Here's a little whiteboarding of how you can do this if you abandon progressive profiling in this case:
![0EM50000000Sppe.jpg 0EM50000000Sppe.jpg](/t5/image/serverpage/image-id/14668i98CADB25C360C97A/image-size/large?v=v2&px=999)
The checkbox values in this explanation are "green1," "green2," and "red1." The conditional visibility logic is based on the "Checkboxes" type field containing those values.
![0EM50000000Sppo.jpg 0EM50000000Sppo.jpg](/t5/image/serverpage/image-id/14343i916DA9FC6F778E9F/image-size/large?v=v2&px=999)
![0EM50000000Sppt.jpg 0EM50000000Sppt.jpg](/t5/image/serverpage/image-id/14657iA2EC6A7C5321A551/image-size/large?v=v2&px=999)

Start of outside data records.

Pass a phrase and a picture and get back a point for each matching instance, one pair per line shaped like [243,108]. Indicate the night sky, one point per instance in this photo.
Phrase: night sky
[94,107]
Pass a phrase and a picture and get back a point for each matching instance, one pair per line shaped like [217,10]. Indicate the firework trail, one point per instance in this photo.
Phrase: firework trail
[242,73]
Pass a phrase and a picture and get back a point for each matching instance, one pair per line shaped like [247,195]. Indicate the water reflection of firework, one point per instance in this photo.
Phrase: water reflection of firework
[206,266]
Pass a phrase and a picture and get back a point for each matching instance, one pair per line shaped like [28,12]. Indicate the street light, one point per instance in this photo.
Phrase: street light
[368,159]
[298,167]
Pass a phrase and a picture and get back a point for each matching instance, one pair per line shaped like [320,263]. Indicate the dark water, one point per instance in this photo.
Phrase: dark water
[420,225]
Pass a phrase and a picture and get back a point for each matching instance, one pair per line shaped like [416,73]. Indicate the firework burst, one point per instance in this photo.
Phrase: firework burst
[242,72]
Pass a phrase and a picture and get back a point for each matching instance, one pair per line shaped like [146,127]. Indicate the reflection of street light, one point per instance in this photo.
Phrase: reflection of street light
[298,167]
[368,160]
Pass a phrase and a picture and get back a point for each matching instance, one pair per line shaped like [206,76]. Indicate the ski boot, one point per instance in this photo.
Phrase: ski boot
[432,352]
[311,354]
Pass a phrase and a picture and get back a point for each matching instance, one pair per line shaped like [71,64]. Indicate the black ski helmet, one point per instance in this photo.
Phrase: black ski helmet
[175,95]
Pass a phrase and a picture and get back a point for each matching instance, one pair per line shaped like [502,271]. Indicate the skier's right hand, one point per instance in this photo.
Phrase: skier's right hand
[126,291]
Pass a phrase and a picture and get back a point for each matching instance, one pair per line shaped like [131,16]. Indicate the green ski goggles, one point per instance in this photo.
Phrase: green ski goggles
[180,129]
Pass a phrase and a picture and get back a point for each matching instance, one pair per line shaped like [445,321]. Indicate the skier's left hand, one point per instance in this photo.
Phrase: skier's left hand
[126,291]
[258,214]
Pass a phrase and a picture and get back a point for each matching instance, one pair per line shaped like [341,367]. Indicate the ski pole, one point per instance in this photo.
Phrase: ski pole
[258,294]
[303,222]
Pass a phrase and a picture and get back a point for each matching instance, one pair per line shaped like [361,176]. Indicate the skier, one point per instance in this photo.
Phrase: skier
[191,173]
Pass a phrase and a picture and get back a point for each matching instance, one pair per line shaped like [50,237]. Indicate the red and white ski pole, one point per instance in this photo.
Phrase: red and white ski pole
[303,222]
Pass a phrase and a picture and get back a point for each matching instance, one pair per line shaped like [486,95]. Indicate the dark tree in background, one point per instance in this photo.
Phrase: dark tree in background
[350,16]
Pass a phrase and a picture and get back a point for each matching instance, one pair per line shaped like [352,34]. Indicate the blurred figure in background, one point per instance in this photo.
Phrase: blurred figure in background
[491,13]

Note that conditional visibility on these can't get very complicated, so the way we'd be layering in "if/then" levels would be through conditionally showing a fieldset AND then conditionally hiding the fields within that fieldset. With some basic CSS you can make it look fine there. You also don't have the option to say "contains x AND contains y," so in the case of only wanting to show Green (in this diagram) when both are checked, you'll either have to accept that a single check shows the value or you'll have to combine the two green options into a single checkbox.